Неспешно и терпеливо ил и глина осаждались сквозь океанскую пучину на дно, туда, где крылось то, что осталось от Гималаев. За целое столетие покрывало, постепенно превращающееся в слой мела, утолщалось лишь на два-три сантиметра. И тот, кто вернулся бы, чтобы взглянуть на знакомые места, обнаружил бы, что глубина моря здесь уже не восемь километров, и не пять, и даже не три. А потом снова земная кора перекосилась, и там, где лежал Тибетский океан, воздвиглись могучие меловые горы. Но Хозяин не ведал о том ничего и тогда, когда все это повторилось и снова, и снова, и снова.
Влага дождей и речные воды смывали мел слой за слоем и сносили его в неведомый новый океан, а слой породы, прикрывающий гробницу, становился все тоньше. Мало-помалу километровое каменное одеяло развеялось, и на белый свет явился купол, скрывавший в себе тело Хозяина. Это был белый дневной свет, но день этот куда длинней, а свет – куда тусклей, чем тот, что стоял, когда Хозяин закрыл глаза.
Хозяину и не снились те расы и народы, что расцвели и умерли со времени детства человечества, когда он углубился в свой долгий сон. Те дни миновали давно, мир состарился и клонился к закату, тени становились длинней. Но по-прежнему потомки Адама правили морями и небесами Земли, и их смехом и плачем полнились горы, долы и леса планеты.
Лишенный сновидений покой Хозяина близился к исходу, когда на свет родился Тревиндор Философ. Это было уже после падения Девяносто седьмой династии, но перед возникновением Пятой галактической империи. Родился он в мире, очень удаленном от Земли. Теперь уже немногие ступали по планете, которая была некогда домом всей человеческой расы, а ныне заброшена далеко от бурно бьющегося сердца Вселенной.
Тревиндора доставили на Землю только после того, как короткая стычка с Империей привела его к неизбежному исходу. Здесь он предстал перед судом людей, чьи идеалы он оспаривал, и здесь они долго взвешивали его судьбу.

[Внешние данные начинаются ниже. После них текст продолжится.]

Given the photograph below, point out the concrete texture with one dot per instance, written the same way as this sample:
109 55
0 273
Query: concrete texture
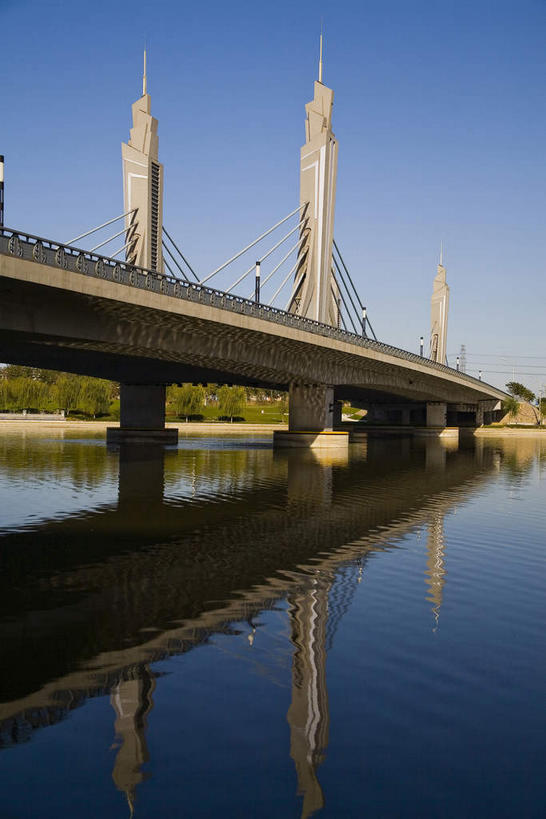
311 408
439 308
436 414
315 292
143 189
54 318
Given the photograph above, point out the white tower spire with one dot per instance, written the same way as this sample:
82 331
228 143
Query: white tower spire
315 293
143 186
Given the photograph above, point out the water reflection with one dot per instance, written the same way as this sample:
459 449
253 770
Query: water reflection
90 601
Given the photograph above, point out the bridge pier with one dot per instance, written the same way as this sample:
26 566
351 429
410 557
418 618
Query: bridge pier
142 416
311 419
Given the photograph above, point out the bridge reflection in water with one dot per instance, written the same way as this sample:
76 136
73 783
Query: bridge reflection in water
124 586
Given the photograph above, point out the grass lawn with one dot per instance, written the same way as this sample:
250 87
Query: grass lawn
270 413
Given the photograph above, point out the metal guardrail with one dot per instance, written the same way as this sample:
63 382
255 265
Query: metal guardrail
45 251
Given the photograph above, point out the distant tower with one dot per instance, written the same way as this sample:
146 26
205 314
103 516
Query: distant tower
462 356
438 315
143 186
315 294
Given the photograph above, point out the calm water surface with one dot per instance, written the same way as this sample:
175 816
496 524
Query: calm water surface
221 630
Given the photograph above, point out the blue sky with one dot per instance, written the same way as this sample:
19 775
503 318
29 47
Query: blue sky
439 112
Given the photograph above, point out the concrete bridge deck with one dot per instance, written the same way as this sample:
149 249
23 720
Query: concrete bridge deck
67 309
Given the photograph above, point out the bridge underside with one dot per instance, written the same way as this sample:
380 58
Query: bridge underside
63 321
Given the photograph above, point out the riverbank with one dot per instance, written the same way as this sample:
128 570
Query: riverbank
101 426
509 432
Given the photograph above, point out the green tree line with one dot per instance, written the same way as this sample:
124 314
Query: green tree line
35 390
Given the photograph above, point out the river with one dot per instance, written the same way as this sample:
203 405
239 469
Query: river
222 630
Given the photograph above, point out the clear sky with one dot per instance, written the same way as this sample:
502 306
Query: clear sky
440 113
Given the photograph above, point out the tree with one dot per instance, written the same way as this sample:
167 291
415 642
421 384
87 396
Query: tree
68 389
520 391
187 399
94 398
231 401
510 406
524 394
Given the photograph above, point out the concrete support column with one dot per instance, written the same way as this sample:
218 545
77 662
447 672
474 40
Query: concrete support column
338 413
481 411
142 416
311 408
436 414
311 418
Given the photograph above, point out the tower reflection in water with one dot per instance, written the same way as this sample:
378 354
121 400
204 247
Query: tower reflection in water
326 516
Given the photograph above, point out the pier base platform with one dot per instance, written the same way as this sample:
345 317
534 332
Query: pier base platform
166 436
327 439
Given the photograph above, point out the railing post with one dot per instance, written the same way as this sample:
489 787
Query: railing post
257 285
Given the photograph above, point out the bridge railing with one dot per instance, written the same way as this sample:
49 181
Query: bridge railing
45 251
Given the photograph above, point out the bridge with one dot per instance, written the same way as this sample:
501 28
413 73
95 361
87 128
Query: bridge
148 320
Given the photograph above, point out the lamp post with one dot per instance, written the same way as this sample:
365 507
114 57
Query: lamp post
1 190
257 283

Случай был уникальным. Воцарившаяся к этому времени во всей Галактике мягкая, кроткая и философичная культура никогда еще не сталкивалась с оппозицией даже на чисто интеллектуальном уровне, и конфликт, пускай проводимый вежливо, но непримиримо, сотряс всю ее сверху донизу. И, как это было принято, когда члены Совета убедились, что к решению прийти невозможно, они обратились за помощью к самому Тревиндору.
В сияющем светом Зале справедливости, пустовавшем чуть ли не миллион лет, стоял Тревиндор, гордо глядя в лицо людям, которые оказались сильнее. Он молча выслушал их обращение и задумался. Его судьи терпеливо ждали, пока наконец он не заговорил.
– Вы хотите, чтобы я обязался всегда вам повиноваться, – начал он. – Но я не могу дать обещания, которое, возможно, не смогу сдержать. Наши взгляды слишком расходятся, и рано или поздно мы снова придем к столкновению.
– Было время, когда вам легко было бы прийти к решению. Вы тогда могли бы изгнать меня или же казнить. Но сегодня где, в каком из миров всей Вселенной найдется планета, где меня можно было упрятать, если я сам не решу там остаться? Не забудьте: у меня немало учеников и последователей, разбросанных по всем краям Галактики. Но есть и другой выход. Я не стану питать к вам никакой злобы, если вы вспомните древний обычай казни в отношении меня.